HPA: Second case of Anthrax confirmed in England. The Health Protection Agency (HPA) is aware that a person who injected heroin has died from anthrax infection in Blackpool Victoria Hospital. This death has occurred three weeks after another person who injected drugs also died in Blackpool from confirmed anthrax infection.
Implementation Science: Learning curves, taking instructions, and patient safety: using a theoretical domains framework in an interview study to investigate prescribing errors among trainee doctors. "Prescribing errors are a major source of morbidity and mortality and represent a significant patient safety concern. Evidence suggests that trainee doctors are responsible for most prescribing errors. Understanding the factors that influence prescribing behaviour may lead to effective interventions to reduce errors". The study applies a broad theory-based approach using the Theoretical Domains Framework (TDF) to investigate prescribing among a sample of trainee doctors.

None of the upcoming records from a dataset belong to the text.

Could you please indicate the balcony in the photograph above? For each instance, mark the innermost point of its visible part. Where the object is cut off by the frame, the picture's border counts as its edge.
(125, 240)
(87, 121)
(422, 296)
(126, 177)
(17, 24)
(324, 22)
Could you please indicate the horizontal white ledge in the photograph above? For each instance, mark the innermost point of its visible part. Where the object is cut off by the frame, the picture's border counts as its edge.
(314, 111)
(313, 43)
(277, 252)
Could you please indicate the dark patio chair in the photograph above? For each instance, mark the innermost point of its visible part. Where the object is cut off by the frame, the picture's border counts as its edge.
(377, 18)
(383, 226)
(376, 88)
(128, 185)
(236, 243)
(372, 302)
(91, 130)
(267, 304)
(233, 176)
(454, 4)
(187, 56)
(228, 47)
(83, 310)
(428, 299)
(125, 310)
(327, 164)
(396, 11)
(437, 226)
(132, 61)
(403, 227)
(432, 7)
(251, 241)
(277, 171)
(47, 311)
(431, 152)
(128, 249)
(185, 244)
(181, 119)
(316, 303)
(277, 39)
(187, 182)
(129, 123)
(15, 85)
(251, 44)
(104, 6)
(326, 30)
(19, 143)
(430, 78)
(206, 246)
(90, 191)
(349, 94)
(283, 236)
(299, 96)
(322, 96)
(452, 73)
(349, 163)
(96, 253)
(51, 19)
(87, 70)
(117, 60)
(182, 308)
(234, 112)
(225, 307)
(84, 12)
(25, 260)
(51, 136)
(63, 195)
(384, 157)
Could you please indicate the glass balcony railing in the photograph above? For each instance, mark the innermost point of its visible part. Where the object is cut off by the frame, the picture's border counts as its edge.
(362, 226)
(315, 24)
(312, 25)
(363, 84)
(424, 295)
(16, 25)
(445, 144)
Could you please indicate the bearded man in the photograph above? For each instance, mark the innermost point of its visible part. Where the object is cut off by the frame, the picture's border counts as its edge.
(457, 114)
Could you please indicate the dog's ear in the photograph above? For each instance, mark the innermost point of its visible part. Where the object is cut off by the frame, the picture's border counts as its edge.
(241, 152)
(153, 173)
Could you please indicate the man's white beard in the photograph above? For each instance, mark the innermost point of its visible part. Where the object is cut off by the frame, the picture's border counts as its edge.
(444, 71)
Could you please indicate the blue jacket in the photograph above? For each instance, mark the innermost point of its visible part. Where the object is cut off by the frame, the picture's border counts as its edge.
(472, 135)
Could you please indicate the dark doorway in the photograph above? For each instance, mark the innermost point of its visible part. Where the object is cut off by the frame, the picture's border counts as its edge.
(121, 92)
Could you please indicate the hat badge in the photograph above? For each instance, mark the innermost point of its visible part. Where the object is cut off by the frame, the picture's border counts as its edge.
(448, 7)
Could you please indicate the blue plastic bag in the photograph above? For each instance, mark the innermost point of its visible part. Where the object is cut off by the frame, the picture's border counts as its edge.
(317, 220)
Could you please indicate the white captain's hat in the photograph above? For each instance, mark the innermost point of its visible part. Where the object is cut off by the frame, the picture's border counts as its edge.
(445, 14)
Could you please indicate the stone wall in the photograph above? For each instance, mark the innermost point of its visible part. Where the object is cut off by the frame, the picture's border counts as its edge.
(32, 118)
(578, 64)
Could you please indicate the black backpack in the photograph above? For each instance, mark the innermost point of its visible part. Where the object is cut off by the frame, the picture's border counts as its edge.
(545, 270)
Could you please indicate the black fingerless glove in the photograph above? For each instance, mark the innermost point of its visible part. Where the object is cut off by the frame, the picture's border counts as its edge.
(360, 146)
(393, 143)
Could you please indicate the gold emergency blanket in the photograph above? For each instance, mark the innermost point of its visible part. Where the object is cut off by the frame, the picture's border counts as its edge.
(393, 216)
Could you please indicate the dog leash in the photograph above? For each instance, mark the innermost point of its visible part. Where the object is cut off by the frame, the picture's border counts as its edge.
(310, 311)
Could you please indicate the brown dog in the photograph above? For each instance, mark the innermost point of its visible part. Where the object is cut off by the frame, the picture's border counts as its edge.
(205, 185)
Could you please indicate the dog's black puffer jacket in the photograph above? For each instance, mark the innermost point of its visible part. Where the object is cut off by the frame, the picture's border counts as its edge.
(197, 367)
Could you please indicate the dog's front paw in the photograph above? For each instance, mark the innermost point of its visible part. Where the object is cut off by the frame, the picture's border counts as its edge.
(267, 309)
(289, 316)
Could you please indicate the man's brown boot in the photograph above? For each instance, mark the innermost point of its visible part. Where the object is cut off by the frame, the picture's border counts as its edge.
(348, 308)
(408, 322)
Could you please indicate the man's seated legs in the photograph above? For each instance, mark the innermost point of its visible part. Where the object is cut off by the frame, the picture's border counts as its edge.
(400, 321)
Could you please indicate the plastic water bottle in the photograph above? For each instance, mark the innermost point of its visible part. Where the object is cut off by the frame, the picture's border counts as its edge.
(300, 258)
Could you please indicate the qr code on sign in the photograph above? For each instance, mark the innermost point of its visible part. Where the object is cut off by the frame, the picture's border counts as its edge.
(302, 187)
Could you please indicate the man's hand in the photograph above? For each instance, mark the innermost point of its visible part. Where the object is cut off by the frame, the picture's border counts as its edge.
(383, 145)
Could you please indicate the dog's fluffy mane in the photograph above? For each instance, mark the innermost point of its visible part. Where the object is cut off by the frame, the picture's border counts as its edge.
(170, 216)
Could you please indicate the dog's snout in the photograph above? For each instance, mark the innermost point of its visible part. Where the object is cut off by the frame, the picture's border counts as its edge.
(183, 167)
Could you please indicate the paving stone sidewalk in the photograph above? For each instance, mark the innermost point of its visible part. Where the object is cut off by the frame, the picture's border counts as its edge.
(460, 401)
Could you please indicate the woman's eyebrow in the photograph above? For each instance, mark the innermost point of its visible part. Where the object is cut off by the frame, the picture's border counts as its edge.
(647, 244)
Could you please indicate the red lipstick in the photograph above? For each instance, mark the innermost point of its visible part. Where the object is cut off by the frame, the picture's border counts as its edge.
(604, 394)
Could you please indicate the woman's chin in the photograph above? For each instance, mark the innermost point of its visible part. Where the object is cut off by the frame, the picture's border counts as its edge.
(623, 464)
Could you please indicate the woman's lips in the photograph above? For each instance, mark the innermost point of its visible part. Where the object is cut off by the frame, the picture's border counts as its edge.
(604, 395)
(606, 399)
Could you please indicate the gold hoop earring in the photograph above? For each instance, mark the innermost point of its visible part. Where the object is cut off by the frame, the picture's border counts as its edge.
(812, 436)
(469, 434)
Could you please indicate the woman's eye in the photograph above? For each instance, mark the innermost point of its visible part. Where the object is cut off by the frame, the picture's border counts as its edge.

Patient Safety First: Safer Surgery Week 2012: 24-30 September. Patient Safety First and the Clinical Board for Surgical Safety are hosting Safer Surgery Week, beginning on 24th of September. All Trusts in England are using the Surgical Safety Checklist in order to provide safer surgical care and Safer Surgery Week will be promoting a number of simple local activities designed for people and teams to quickly get involved in, + a series of online webinars with the aim of improving the quality and reliability of local implementation of the Five Steps to Safer Surgery. Webinars are scheduled for each day of the week and you can also sign up for email updates about the week.
RCN: Promoting safer surgery. Royal College of Nursing members are being encouraged to get involved with Safer Surgery Week.
RCN: Patient safety and human factors conference November 2012. Stimulating improvements in safety through a focus on nursing education and simulation training. There is a growing movement in modern healthcare to ensure that human factors are embedded within practice, policy, education, research and development and this conference will provide participants with information about the ways in which innovators are using human factors to continuously improve the safety and quality of patient care at the frontline. To be held on 23 November 2012 at Hallam Conference Centre London.